Unlikely Allies Help Yankees to Comeback Win

Late rally bails out A.J. Burnett.

Yankee Lightning is a phrase that came to life in the late 1990's as a way of describing the seemingly inevitable comebacks pulled off by those championship teams.

Monday night's 5-4 win looked like a classic case of Yankee Lightning striking the opposition. Trailing 4-2 after seven innings, the Yankees posted two runs in the eighth and added one more in the ninth to wind up as the winners.

The comeback rewrote the script of a game that looked like it was following two other well-worn storylines until that point in time. The first was the Yankee habit of failing to hit pitchers they've never seen before and the second was A.J. Burnett's habit of sometimes showing up for work without any chance of stopping the opposition.

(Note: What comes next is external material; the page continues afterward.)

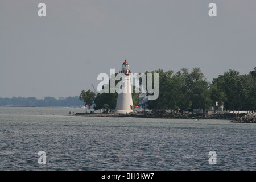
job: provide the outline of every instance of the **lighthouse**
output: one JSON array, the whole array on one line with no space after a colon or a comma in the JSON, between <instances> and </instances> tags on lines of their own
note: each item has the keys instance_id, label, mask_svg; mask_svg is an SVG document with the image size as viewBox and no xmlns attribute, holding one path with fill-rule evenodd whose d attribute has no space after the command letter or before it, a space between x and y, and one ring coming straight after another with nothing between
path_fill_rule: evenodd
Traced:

Alex Cobb was called up by the Rays to start on Monday night and he did a swell job of quieting the Yankee bats. He allowed just two runs in six innings by following the path blazed by so many others of relying on offspeed stuff around the strike zone to keep the Yankees off the bases.

Burnett did nothing of the sort, throwing his pitches every which way and watching the rare one over the plate get battered back into the field of play. He allowed four runs in the first two innings, 14 baserunners in 5.1 innings and it is lucky the number wasn't higher in both cases because the offense might not have been able to bail him out if he was even a little worse.

This wasn't your normal case of Yankee Lightning, however, because actual lightning played a role in the proceedings. The Tropicana Dome was hit by a bolt during Robinson Cano's at-bat in the fifth inning on Monday night, knocking out a bank of lights and causing a delay that lasted almost 20 minutes.

When the game returned, the Yankee bats suddenly came to life as well. The Yankees were 2-for-17 before the outage, but went 6-for-19 with five walks once the lights returned to life which makes you think maybe there's something to the Yankee Lightning thing after all.

Or maybe there's just something to playing a team a night after they played a 16-inning game against the Red Sox. The Rays bullpen that blew the game was overtaxed to the point that Joe Maddon tried to use Kyle Farnsworth to get a five-out save when the Yankees put a couple of runners on in the eighth.

Seeing Farnsworth succeed this season has likely baffled most Yankee fans, so it was reassuring to see him do what he did in the Bronx and blow the lead in the eighth. The Rays then had to turn to rookie Alex Torres to make his big league debut in the ninth, a decision that wound up leading to three straight two-out walks with the last one forcing in Curtis Granderson with the winning run.

Not your everyday Yankee win, but you'll take them any way you can get them when Burnett pitches the way he did on Monday. You don't overcome Bad A.J. all that often, so it is worth celebrating the times that you do, even if you needed a little help from some unlikely friends.